Ah, then your solution is indeed somewhat different. I would suggest instead a garbage collection API,

While there will be a GC API, unfortunately it's not the solution in this case. Reference counting can't be added in after the fact, since it involves a lot of code, scattered through all the core and extension source, hat we wouldn't otherwise be writing. That's one of the advantages to tracing collectors--you don't have to worry about GC code in your mainline code.
I think your determination that refcounting is the only solution for a language with references is premature.
Unfortunately not. For true timely DESTROY calling, it's the only option. (Though whether destruction can ever be truly deterministic in the presence of threads, closures, and continuations is up in the air)

Choosing timely destruction in the face of references requires refcounting. (timely, here, meaning "as soon as the last reference to an object goes away")

There's no way to do static analysis of a program such that you can determine at compile time when a variable is no longer used, since taking a reference allows a variable to escape its scope. Throw in some of the heavy introspection capabilities that are on the way and you're completely out of luck, since library code you may not know about can peek at and take references to your lexicals.

Since we can't do static analysis, that requires a runtime solution. And for that it's either tracing every time a variable dies (which is really pricey), or reference counting.

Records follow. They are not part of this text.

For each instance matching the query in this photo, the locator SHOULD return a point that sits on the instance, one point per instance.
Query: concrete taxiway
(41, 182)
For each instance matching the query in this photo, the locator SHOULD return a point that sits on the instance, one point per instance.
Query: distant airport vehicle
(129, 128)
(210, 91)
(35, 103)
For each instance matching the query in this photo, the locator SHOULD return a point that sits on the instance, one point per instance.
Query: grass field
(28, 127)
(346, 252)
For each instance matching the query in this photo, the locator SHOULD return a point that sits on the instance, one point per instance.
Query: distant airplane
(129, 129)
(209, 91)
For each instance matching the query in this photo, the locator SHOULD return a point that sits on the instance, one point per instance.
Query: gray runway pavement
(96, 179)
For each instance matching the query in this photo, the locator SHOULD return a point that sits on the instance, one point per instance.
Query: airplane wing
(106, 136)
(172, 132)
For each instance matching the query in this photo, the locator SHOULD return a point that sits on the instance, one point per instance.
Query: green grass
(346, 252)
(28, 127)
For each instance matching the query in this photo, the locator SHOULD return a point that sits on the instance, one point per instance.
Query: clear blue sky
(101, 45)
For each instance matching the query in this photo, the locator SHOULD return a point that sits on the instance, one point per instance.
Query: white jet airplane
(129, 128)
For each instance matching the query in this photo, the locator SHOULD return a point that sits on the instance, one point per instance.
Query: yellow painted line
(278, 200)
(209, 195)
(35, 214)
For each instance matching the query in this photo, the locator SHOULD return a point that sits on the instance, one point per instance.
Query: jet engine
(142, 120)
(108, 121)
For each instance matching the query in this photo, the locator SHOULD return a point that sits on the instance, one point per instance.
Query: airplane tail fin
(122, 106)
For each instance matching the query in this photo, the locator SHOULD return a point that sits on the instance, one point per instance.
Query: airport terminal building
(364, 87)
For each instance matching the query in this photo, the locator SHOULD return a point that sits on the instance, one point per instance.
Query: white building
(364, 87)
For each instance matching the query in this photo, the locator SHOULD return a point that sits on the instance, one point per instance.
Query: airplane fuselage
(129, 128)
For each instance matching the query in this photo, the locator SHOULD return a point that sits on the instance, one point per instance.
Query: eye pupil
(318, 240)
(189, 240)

So, in summary, it is my determination (still :) that the option needs to be available for deterministic GC.
But the question is still why? For what purpose? What will break, besides personal comfort, without at least the illusion of timely destruction? Abigail's given a few examples, most of which can be dealt with in other ways. How many classes have you written that both have a DESTROY and would behave oddly if the timing of those DESTROY calls weren't apparently set in stone? And if you have them, at what granularity is DESTROY calling acceptable?